Keanehan ilmu sitat Kun Liong memang kadang-kadang menghasilkan satu dua kali pukulan, namun semua pukulan yang mengandung hawa sin-kang amat kuat itu tidak melukai tubuhnya yang dilindungi kekebalan yang luar biasa.

Sementara itu, pertandingan antara Cia Bun Houw melawan Kim Hong Liu-nio juga amat seru dan mati-matian. Akan tetapi, jelaslah bahwa tingkat Cia Bun Houw masih lebih tinggi, terutama dalam kekuatan sin-kang. Pendekar ini maklum bahwa lawannya amat lihai dan mahir ilmu silat bermacam-macam, sehingga kalau hanya mengandalkan ilmu silat, agaknya akan sukar baginya untuk memperoleh kemenangan. Maka, Bun Houw lebih mengandalkan tenaga Thian-te Sin-ciang yang amat kuat dan memang benarlah, begitu dia mengerahkan seluruh tenaganya, Kim Hong Liu-nio tidak kuat menghadapinya dan hanya main mundur terus, sama sekali tidak berani mengadu lengan.

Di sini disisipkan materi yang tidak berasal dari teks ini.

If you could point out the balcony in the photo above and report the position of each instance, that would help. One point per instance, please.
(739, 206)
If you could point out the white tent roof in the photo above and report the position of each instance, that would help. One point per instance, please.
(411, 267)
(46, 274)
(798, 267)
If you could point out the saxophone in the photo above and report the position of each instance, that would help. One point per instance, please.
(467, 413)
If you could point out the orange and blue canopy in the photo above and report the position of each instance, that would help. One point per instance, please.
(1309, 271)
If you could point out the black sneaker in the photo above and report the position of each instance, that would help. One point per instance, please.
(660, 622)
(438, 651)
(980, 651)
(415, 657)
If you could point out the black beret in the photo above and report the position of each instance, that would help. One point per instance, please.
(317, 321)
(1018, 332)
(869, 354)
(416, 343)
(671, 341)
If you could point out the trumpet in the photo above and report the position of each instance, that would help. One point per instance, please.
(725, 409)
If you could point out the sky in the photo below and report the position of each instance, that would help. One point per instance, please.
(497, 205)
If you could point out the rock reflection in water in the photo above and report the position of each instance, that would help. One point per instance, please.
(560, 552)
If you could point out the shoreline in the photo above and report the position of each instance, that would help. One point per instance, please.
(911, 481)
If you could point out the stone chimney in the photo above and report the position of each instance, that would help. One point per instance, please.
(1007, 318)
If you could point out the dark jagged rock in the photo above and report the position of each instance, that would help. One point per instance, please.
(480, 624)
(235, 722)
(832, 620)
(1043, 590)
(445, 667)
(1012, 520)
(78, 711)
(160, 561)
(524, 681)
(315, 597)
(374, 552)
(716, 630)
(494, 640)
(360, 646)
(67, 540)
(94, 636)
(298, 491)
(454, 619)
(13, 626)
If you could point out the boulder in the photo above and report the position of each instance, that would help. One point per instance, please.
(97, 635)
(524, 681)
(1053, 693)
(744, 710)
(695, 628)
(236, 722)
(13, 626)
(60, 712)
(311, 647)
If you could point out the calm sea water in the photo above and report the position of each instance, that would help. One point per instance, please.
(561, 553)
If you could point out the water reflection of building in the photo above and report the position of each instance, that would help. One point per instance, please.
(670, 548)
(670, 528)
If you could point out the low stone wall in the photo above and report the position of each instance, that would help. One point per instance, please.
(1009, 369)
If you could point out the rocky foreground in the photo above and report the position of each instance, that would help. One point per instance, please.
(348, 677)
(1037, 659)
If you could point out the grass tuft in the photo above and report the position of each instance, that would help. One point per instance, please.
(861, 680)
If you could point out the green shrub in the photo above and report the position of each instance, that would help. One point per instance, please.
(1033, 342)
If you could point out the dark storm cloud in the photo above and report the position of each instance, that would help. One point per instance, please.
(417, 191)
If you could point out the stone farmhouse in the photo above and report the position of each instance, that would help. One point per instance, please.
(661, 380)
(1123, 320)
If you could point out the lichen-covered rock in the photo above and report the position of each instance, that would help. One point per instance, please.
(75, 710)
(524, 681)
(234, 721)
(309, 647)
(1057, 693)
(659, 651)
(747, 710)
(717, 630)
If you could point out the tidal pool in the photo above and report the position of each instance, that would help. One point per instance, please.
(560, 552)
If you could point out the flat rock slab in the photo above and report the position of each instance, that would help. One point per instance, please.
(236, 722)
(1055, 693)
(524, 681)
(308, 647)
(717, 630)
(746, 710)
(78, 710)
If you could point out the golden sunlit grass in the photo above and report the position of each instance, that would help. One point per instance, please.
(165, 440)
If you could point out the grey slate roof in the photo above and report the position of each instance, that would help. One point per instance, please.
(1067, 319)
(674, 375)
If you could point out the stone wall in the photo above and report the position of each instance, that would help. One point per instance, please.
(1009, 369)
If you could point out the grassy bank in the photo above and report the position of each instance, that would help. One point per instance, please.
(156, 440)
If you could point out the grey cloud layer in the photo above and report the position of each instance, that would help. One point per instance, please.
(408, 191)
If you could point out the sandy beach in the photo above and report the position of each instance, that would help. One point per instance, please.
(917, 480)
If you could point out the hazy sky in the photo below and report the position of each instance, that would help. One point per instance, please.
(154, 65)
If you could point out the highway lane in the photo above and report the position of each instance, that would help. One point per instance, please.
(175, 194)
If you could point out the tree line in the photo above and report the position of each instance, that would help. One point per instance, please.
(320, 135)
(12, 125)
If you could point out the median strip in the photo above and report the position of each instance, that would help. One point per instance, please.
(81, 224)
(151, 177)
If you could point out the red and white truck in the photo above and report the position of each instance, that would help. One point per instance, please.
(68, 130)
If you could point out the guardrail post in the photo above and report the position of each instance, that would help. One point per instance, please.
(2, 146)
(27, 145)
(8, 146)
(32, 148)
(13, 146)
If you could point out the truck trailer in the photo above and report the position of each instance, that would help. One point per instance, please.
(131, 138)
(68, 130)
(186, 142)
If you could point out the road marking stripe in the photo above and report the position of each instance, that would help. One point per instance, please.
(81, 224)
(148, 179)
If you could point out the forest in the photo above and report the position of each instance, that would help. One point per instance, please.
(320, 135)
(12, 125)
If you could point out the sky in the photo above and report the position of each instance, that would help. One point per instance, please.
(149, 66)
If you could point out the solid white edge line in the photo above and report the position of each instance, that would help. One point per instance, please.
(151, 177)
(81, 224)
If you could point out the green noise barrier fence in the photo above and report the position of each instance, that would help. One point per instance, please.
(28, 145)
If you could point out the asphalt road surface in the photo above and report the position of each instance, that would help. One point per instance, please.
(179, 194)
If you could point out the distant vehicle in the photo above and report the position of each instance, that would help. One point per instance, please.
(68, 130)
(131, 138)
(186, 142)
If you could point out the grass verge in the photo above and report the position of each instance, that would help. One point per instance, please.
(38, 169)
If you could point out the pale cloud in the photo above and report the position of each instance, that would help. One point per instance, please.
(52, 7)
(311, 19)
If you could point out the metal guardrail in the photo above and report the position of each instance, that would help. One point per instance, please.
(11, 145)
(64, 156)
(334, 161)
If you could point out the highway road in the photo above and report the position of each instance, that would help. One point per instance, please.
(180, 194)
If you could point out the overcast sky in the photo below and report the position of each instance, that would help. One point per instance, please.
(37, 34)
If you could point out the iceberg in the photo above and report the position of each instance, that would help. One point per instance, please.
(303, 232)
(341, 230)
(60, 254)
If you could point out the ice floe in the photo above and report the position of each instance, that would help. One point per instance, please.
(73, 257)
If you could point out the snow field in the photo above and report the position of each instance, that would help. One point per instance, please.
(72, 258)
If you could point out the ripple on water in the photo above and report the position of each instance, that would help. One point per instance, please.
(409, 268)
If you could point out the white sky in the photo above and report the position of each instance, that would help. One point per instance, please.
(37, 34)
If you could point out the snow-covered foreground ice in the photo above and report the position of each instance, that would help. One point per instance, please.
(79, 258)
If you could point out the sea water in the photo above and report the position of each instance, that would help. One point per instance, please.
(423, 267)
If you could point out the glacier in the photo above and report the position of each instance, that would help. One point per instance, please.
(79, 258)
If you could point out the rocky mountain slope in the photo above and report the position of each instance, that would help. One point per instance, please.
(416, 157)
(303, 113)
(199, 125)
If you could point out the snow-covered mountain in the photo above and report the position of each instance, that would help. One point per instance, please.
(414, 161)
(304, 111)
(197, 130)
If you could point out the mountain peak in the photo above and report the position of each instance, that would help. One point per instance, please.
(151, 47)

Kalau dilanjutkan pertempuran dua lawan dua itu, agaknya sudah dapat dipastikan bahwa Kim Hong Liu-nio akan roboh lebih dulu, dan kalau sudah demikian, tentu Hek-hiat Mo-li yang agaknya tidak akan mungkin dapat mengalahkan Yap Kun Liong itupun akan celaka kalau dikeroyok dua!

Kim Hong Liu-nio dapat melihat kenyataan ini, maka dia lalu berteriak memerintahkan pasukan untuk ikut mengeroyok! Majulah seratus lebih perajurit itu mengepung dan mengeroyok Kun Liong dan Bun Houw.

“Bun Houw, mari kita pergi!”

Yap Kun Liong berseru nyaring karena mereka maklum bahwa dikeroyok demikian banyak orang amat berbahaya, apalagi karena mereka tidak ingin membunuh para perajurit itu. Keduanya lalu mengirim serangan yang dahsyat ke arah dua orang wanita itu, memaksa mereka itu mundur dan menggunakan kesempatan itu untuk meloncat tinggi ke atas, melampaui kepala para pengeroyoknya dan mereka terus berloncatan pergi dari tempat itu memasuki hutan.

Pasukan itu mengejar sambil berteriak-teriak, namun sekali ini dua orang pendekar itu memang sengaja hendak melarikan diri, maka tentu saja dengan ilmu berlari cepat, pasukan itu tidak mungkin dapat menyusul mereka, sedangkan guru dan murid yang kalau mau dapat menyusul itupun merasa jerih untuk menghadapi mereka berdua saja.

Dengan jalan memutari hutan itu, akhirnya dua orang pendekar inipun melakukan perjalanan secepatnya untuk menyusul isteri-isteri mereka menuju ke kota pelabuhan Yen-tai, tempat tinggal Souw Kwi Beng dan isterinya, Yap Mei Lan, puteri dari pendekar Yap Kun Liong.